The exPDite trial tested the safety and tolerability of bemdaneprocel in 12 adult patients who were experiencing off episodes despite being on levodopa. Their median age was 67 years, with a median time of nine years since Parkinson’s diagnosis.
Participants were randomly assigned to receive either a low dose (0.9 million cells) or a high dose (2.7 million cells) of bemdaneprocel into the putamen, a region of the brain that is involved in movement control, followed by a one-year course of immunosuppression to prevent the immune system from attacking the transplanted cells.
Consistent with earlier data, bemdaneprocel continued to be safe two years after the surgical procedure, with no side effects related to the cell therapy. Even after stopping immunosuppression, the transplanted cells continued to survive and form connections in the brain.

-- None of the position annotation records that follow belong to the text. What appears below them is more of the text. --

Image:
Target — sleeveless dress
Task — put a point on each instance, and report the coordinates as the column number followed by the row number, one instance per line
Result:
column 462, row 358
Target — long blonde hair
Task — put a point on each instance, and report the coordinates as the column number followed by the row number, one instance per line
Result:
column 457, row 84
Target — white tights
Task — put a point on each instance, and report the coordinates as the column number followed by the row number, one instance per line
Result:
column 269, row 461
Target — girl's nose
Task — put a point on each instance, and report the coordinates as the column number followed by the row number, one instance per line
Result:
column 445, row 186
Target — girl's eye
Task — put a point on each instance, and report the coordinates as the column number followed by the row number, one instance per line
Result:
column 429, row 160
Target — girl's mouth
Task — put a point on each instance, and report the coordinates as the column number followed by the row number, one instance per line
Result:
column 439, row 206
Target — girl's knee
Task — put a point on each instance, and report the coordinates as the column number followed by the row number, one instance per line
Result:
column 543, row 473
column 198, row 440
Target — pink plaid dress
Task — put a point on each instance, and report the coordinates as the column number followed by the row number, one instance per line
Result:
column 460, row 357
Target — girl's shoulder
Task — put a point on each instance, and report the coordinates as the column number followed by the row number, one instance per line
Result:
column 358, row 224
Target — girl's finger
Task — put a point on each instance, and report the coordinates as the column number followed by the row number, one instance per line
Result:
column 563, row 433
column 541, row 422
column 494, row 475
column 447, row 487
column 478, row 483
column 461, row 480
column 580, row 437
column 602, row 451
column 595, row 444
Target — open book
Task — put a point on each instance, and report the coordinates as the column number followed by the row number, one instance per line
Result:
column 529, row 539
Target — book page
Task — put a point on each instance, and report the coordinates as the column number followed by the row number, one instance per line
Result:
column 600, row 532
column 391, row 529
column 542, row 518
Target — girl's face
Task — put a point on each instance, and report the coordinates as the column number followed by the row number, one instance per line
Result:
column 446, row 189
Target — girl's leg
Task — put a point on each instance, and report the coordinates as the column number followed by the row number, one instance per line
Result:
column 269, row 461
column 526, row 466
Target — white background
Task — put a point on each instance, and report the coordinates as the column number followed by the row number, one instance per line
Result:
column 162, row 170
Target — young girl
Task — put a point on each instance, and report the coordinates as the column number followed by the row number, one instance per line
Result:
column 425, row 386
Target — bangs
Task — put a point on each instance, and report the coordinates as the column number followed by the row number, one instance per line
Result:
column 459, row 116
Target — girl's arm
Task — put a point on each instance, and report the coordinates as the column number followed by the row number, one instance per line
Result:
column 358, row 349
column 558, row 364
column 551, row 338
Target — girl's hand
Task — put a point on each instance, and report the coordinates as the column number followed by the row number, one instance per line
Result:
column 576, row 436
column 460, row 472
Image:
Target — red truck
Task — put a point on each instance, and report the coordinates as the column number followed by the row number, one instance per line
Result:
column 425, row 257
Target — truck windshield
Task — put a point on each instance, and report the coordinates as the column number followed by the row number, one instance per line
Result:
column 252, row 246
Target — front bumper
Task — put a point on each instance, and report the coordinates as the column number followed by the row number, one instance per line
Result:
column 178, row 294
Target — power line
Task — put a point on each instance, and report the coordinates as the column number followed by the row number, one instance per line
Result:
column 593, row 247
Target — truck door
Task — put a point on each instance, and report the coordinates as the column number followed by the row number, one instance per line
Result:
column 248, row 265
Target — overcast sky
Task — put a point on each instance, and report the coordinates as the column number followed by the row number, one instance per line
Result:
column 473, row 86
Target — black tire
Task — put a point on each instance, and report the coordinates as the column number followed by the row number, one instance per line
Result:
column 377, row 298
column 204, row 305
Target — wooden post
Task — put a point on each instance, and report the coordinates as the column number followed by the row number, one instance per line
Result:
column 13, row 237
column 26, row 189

Patients who received the higher dose saw a reduction of 21.9 points in part III of the MDS-Unified Parkinson’s Disease Rating Scale, which measures motor symptoms, while those in the low-dose group saw a reduction of 8.3 points. Lower scores on the scale indicate less severe symptoms. These reductions were observed while patients were off medication.
On time, off time
The study also tracked the time patients spent with well-controlled symptoms and off episodes. Those in the high-dose group had a mean increase of 1.8 hours in good on state when compared to the beginning of the study. Good on state refers to periods of time when a patient experiences satisfactory control of their motor symptoms due to the optimal effect of levodopa.
Patients in the high-dose group also experienced a reduction in the time spent in the off state, with an average decrease of 1.9 hours from the beginning of the study.
Those in the low dose group had a mean decrease of 0.8 hours in good on time and a mean increase of 0.4 hours in off time, compared with the beginning of the study.
Participants who received the high dose of bemdaneprocel were better able to perform daily tasks, based on the MDS-UPDRS part II scale, with an average decrease of 3.4 points compared with the initial measurements. Those in the low dose cohort experienced a decline, as indicated by a mean increase of 2.0 points on this scale.
“The transplanted cells survive and there are early signs that bemdaneprocel can potentially help patients to better control their motor symptoms,” Henchcliffe said. “These are exciting results that warrant further exploration in a next phase placebo-controlled study.”
Christian Rommel, head of research and development at Bayer’s pharmaceuticals division, called the results “encouraging, saying they ““support our commitment in developing innovative therapies that can significantly improve patient lives.”